On this chart, Mendaña’s Solomon Islands are clearly marked. Quiros is mentioned as sighting a string of island near the Tropic of Capricorn. His Terre du S. Espirit is positioned near the Australian coastline, perhaps suggesting that the utopia praised by Quiros was actually Australia, a conjecture Bellin also included on other maps.
Bellin’s map was an important summary of geographic knowledge in the mid-eighteenth century. Soon, that geography would be rewritten by war and voyages of exploration, making this map a fascinating snapshot into history and geography. This first edition is rarer than the later edition, making this a significant addition to collections focused on exploration or the eighteenth century.
Thomas Suarez, Early Mapping of the Pacific (Hong Kong: Periplus, 2004).
Jan Tent, “The Early Names of Australia’s Coastal Regions,” ANPS Occasional Paper, no. 2 (2017): 1-11.
Lawrence C. Wroth, “The Early Cartography of the Pacific,” The Papers of the Bibliographical Society of America 38, no. 2 (1944): 87-268.
Jacques-Nicolas Bellin (1703-1772) was among the most important mapmakers of the eighteenth century. In 1721, at only the age of 18, he was appointed Hydrographer to the French Navy. In August 1741, he became the first Ingénieur de la Marine of the Dépôt des cartes et plans de la Marine (the French Hydrographic Office) and was named Official Hydrographer of the French King.
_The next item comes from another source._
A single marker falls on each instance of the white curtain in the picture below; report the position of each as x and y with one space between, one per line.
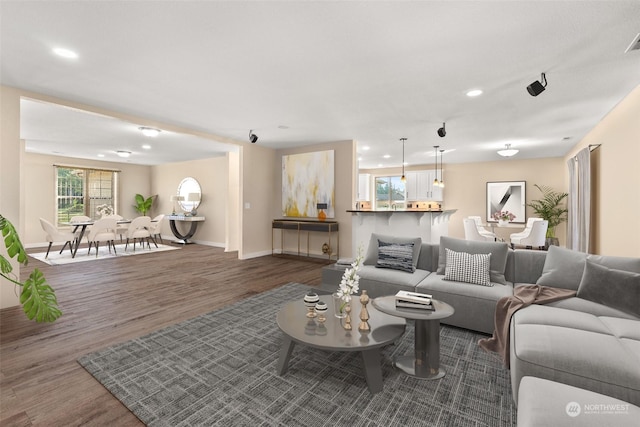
579 201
During his term as Official Hydrographer, the Dépôt was the one of the most active centers for the production of sea charts and maps in Europe. Their output included a folio-format sea atlas of France, the Neptune Francois. He also produced a number of sea atlases of the world, including the Atlas Maritime and the Hydrographie Francaise. These gained fame and distinction all over Europe and were republished throughout the eighteenth and even in the nineteenth century.
Bellin also produced smaller format maps such as the 1764 Petit Atlas Maritime, containing 580 finely-detailed charts. He also contributed a number of maps for the 15-volume Histoire Generale des Voyages of Antoine François Prévost.
Bellin set a very high standard of workmanship and accuracy, cementing France's leading role in European cartography and geography during this period. Many of his maps were copied by other mapmakers across the continent.